Nina Freedlander Gib-ans has been everything from a beat poet to a community arts advocate to a college educator. So, it made sense when the Cleveland Artists Foundation selected the lifelong resident (minus her several years in San Francisco) to plan a series of public forums at local cultural institutions examining our region’s contributions to visual arts and architecture. The 22-hour series was broadcast live on WCPN 90.3-FM in 2000 and 2001. Kent State University Press recently published a hardcover book titled “Creative Essence: Cleveland’s Sense of Place” penned by Gibans, which boils those public forums into a striking package of words and pictures. We talk to the author about the project and what it taught her about our region’s creative identity.
How did you get involved in this project?
The Cleveland Artists Foundation, which was founded in 1984 and is about researching, preserving and exhibiting this region’s art, talked to me in the late ’90s about doing a lecture series. But I didn’t want it to be a normal lectures series. I wanted it to be something that stretches us to explore with the community what is characteristic here. Nothing had really been written about what is characteristic — what this region is really about.
How do the early 20th century artists compare to what’s happening here today?
So many of the artists of the first part of the century really knew each other and worked together. They were teaching at the Institute of Art or they were exhibiting at the [Cleveland Museum of Art’s] May Show year after year after year. Their work got into the heart of the community in that way. The community began to know them and that was part of what was going on. … The newest crop — people who have been here 20 or 25 years and are teaching at places like Kent and Oberlin and Cleveland State University — are very much their own artists and are teaching their own way. Maybe they are not the innovators of the country, but there are several who are.
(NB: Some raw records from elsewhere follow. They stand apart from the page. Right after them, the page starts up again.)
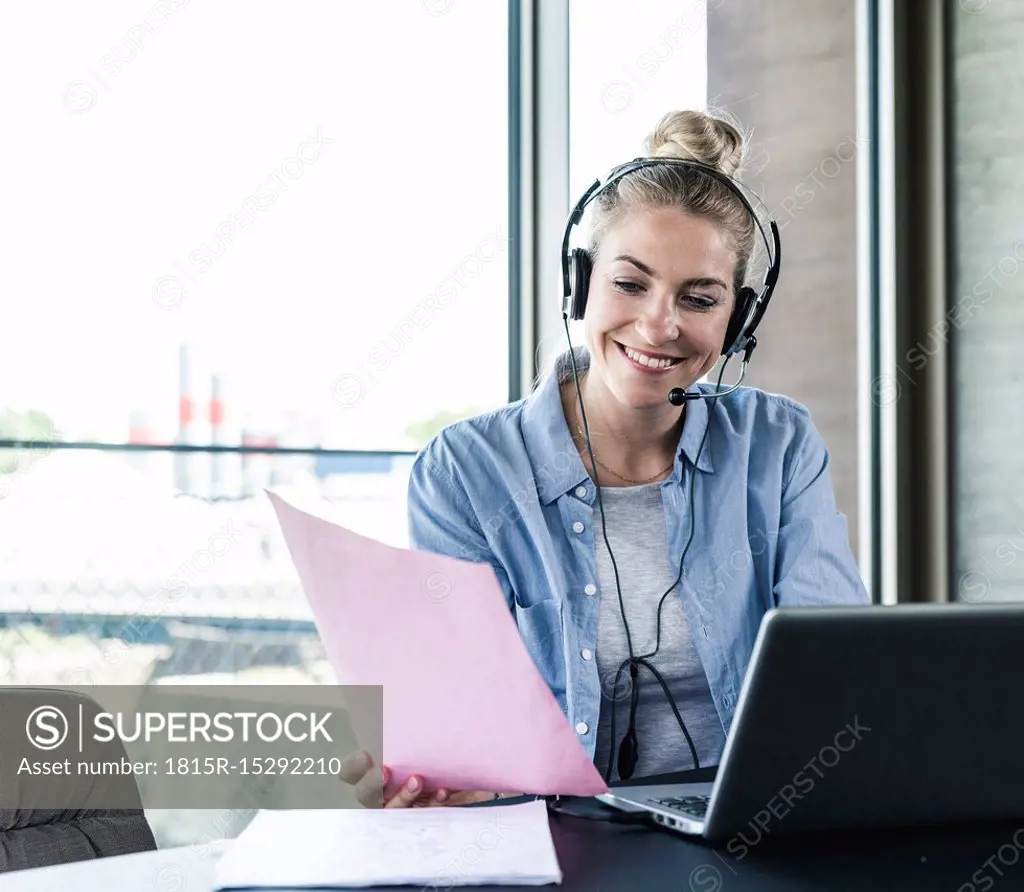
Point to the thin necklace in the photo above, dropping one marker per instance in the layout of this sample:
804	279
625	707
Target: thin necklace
660	473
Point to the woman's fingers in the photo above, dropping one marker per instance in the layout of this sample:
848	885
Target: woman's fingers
370	789
408	795
355	766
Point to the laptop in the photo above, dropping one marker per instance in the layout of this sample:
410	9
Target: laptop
862	718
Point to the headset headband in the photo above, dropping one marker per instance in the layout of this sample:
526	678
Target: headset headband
756	307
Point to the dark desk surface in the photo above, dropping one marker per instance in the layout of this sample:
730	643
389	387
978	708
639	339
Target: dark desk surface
608	857
597	856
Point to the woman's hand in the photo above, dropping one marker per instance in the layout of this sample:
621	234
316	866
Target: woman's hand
370	787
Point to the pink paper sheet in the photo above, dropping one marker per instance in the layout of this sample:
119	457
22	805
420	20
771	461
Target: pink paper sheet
464	705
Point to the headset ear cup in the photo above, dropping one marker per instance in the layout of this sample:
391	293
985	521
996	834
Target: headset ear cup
580	267
744	300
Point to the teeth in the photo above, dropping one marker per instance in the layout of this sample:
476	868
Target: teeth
647	360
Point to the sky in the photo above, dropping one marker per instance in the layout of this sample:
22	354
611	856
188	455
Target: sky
350	158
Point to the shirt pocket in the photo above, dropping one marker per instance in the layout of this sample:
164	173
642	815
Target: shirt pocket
542	632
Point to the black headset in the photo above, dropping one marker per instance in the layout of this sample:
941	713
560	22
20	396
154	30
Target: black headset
750	306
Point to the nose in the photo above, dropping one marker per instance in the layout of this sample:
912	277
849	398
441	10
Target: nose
657	323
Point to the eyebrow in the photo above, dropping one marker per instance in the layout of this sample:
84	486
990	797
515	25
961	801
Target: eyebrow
689	283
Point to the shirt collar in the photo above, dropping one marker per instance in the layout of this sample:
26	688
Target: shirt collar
556	462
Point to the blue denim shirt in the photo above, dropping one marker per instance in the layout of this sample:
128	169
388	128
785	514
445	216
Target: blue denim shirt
509	489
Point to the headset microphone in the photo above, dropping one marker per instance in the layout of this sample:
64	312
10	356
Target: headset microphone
677	396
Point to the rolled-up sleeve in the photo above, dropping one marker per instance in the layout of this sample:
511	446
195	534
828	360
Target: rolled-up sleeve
814	563
440	517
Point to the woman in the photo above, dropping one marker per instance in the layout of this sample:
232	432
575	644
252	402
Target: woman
739	484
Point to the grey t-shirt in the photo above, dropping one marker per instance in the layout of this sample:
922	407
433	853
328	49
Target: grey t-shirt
637	532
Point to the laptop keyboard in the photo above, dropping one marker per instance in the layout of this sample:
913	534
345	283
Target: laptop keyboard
692	805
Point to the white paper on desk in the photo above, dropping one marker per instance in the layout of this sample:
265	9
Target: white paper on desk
435	848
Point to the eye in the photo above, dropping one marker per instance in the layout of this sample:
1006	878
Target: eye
628	287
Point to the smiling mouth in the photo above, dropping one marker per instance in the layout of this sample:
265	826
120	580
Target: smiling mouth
648	364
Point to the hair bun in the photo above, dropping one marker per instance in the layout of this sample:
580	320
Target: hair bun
697	136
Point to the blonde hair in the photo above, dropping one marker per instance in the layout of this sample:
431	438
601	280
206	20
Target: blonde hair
712	140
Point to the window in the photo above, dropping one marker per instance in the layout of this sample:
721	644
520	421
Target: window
986	301
253	225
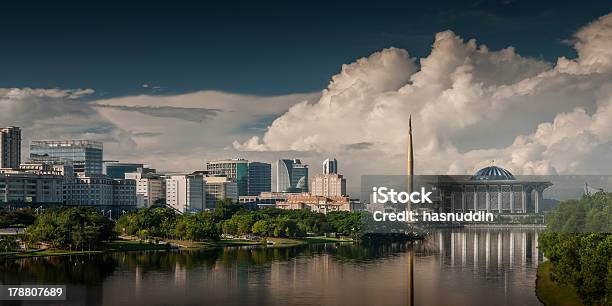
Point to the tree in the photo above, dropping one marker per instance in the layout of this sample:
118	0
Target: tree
263	228
71	227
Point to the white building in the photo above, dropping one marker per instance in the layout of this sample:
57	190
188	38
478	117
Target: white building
10	147
30	187
150	187
100	190
219	188
185	192
329	185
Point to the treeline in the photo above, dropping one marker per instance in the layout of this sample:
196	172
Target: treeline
17	218
71	228
589	214
84	227
579	246
233	219
583	261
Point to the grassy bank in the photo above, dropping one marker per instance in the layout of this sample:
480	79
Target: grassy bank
128	245
551	293
306	240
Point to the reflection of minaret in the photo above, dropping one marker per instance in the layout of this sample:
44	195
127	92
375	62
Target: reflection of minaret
410	173
410	161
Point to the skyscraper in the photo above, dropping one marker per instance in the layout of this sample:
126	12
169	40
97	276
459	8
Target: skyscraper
10	147
185	192
260	178
291	176
330	166
86	155
234	169
329	185
118	170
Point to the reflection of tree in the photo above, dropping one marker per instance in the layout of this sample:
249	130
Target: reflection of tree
58	270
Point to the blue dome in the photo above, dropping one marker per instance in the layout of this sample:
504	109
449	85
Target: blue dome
493	173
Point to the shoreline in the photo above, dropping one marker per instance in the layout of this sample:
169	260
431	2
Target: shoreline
132	245
549	292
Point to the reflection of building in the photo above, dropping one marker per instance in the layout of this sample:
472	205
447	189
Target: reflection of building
488	248
219	188
260	178
291	176
185	192
316	203
10	147
492	189
86	155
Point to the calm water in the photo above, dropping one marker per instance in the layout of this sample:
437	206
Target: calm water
460	267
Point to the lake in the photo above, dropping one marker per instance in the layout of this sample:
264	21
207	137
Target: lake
451	267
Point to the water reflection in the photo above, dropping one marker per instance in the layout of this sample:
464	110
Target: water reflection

It’s mentioned in the book that when people think of the West or New England they envision a way of life that carries over into their art. What has defined us?
We’re defined by our industry. From the air, we look very different from the plains and from the coast. ... This might cover a territory that includes Pittsburgh and Buffalo, but that’s what we are. We may move away from that as we gain more force in other domains in the future, but that's hard to say.
The book talks about the current thirst for the sense of community that once existed here among the region’s visual artists. How can it be encouraged?
There’s a struggle right now to make that happen. There’s Sparx [in the City] and those sorts of programs, which focus energy and create visibility. But they seem disparate to me. They don’t seem connected. Galleries have always come and gone, but I think now artists show their work and aren’t on the wall anymore. There’s a great turnover of artists and exhibits. … It’s hard to get a handle on where this is going, but something is bubbling.
What would you hope to see from the region’s artists moving forward?
I want artists of the next years to look at how, for one, they can integrate their work with the [Ohio and Erie] canal project. ... Art that is in public view is where we get our memory. It’s as memorable as our buildings. ... One of the courses I’ve taught is for teachers and how to use the community in the classroom, and one of the pieces that resonates with them is the Jacobs Field bench, where Penny Rakoff has found and inserted in the ceramic tiles, which were developed by Angelica Pozo, the history of that exact spot. You can walk around that bench and learn a lot.”